Po trzech miesiącach wojny sprawdziły się najczarniejsze prognozy: w kraju będącym jednym z największych prokurentów węgla nie można go kupić, brakuje drewna na opał, a w wyniku narastającej drożyzny biedniejemy w tempie iście „ukraińskim”. Mamy zbierać chrust w lesie.
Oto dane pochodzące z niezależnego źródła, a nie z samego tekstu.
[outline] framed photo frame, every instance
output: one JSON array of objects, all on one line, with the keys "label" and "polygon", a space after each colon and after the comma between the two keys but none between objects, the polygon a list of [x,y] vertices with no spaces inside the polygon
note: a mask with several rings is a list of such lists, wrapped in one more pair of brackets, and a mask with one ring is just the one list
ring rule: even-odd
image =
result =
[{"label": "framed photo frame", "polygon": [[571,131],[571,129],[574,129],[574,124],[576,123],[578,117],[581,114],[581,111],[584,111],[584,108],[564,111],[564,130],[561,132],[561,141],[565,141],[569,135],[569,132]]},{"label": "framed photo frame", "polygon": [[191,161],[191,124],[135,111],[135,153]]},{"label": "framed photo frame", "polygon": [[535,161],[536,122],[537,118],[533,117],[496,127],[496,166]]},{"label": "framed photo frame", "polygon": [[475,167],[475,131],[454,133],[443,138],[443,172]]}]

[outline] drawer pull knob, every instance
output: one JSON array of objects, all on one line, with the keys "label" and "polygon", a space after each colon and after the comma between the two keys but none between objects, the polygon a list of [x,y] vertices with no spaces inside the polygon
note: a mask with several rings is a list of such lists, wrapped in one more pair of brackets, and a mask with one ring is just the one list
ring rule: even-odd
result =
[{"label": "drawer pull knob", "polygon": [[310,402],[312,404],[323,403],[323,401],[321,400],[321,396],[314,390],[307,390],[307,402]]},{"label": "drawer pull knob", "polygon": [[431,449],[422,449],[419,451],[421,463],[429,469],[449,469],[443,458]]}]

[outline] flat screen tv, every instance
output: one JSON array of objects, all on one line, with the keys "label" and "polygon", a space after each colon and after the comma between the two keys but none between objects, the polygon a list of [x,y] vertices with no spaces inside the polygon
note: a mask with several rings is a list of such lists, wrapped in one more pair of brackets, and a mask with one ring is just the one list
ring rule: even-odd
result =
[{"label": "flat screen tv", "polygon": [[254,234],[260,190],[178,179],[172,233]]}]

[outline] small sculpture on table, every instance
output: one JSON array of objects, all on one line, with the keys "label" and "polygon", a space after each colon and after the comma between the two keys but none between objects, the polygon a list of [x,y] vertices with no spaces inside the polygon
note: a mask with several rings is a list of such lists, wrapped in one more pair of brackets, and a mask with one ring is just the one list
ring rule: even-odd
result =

Przy tej okazji nachodzą mnie jednak ogólne refleksje, które powoli stają się już bezsilnym wspomnieniem.
Sądzę, że największym problemem (nie tylko współczesnej) Rosji jest to, że nie radzi sobie ona z obrazem swojej świadomości nie po raz pierwszy zmagając się z jawną wrogością OBCYCH. Część tzw. Zachodu, przy naszym wtórze, popełniła w ciągu ostatnich trzech miesięcy również trzy historyczne błędy, w dodatku dając upust do wręcz niewysławionej nienawiści w stosunku do wszystkiego co rosyjskie. My na tej drodze posunęliśmy się najdalej: głosimy prawdopodobnie jedną z najbardziej absurdalnych tez rusofobicznych (jest ich dużo) o tym, że „albo Rosja będzie imperium, albo jej nie będzie”. Gdy uwierzymy w coś takiego, zapewne trawestując wypowiedź na nasz temat jednego z francuskich prezydentów – będziemy mieć dobrą okazję, żeby siedzieć cicho, bo już nikt później nie będzie chciał nas słuchać.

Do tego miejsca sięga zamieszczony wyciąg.